Scala interfaces to newly trained Hugging Face/ONNX transformers and existing tokenizers
The libraries and models resulting from this project are incorporated into processors and generally don't need attention unless functionality is being modified, but here are some details about how it all works.
To incorporate the encoder subproject as a Scala library dependency, either to access an existing model or because you've trained a new one with the Python code there, you'll need to add something like this to your build.sbt
file:
libraryDependencies += "org.clulab" %% "scala-transformers-encoder" % "0.4.0"
New models should generally be published to the CLU Lab's artifactory server so that they can be treated as library dependencies, although they can also be accessed as local files. Two models have been generated and published. They are incorporated into a Scala project with
resolvers += "clulab" at "https://artifactory.clulab.org/artifactory/sbt-release"
// Pick one or more.
libraryDependencies += "org.clulab" % "deberta-onnx-model" % "0.0.3"

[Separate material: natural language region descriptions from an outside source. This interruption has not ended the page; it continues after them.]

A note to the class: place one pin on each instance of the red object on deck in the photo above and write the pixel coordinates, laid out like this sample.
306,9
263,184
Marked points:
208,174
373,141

libraryDependencies += "org.clulab" % "roberta-onnx-model" % "0.0.2"
The models make reference to tokenizers which also need to be added according to instructions in the next section.

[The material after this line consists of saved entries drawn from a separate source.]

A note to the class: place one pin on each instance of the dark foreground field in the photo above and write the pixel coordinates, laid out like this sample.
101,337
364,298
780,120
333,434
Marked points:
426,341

Please see the encoder README for information about how to generate models and how to download and package Hugging Face tokenizers for use in the tokenizer subproject.
To use the tokenizer subproject as a Scala library dependency, you'll need to add something like this to your build.sbt
file:
libraryDependencies += "org.clulab" %% "scala-transformers-tokenizer" % "0.4.0"
See the tokenizer README for information about which tokenizers have already been packaged and how they are accessed.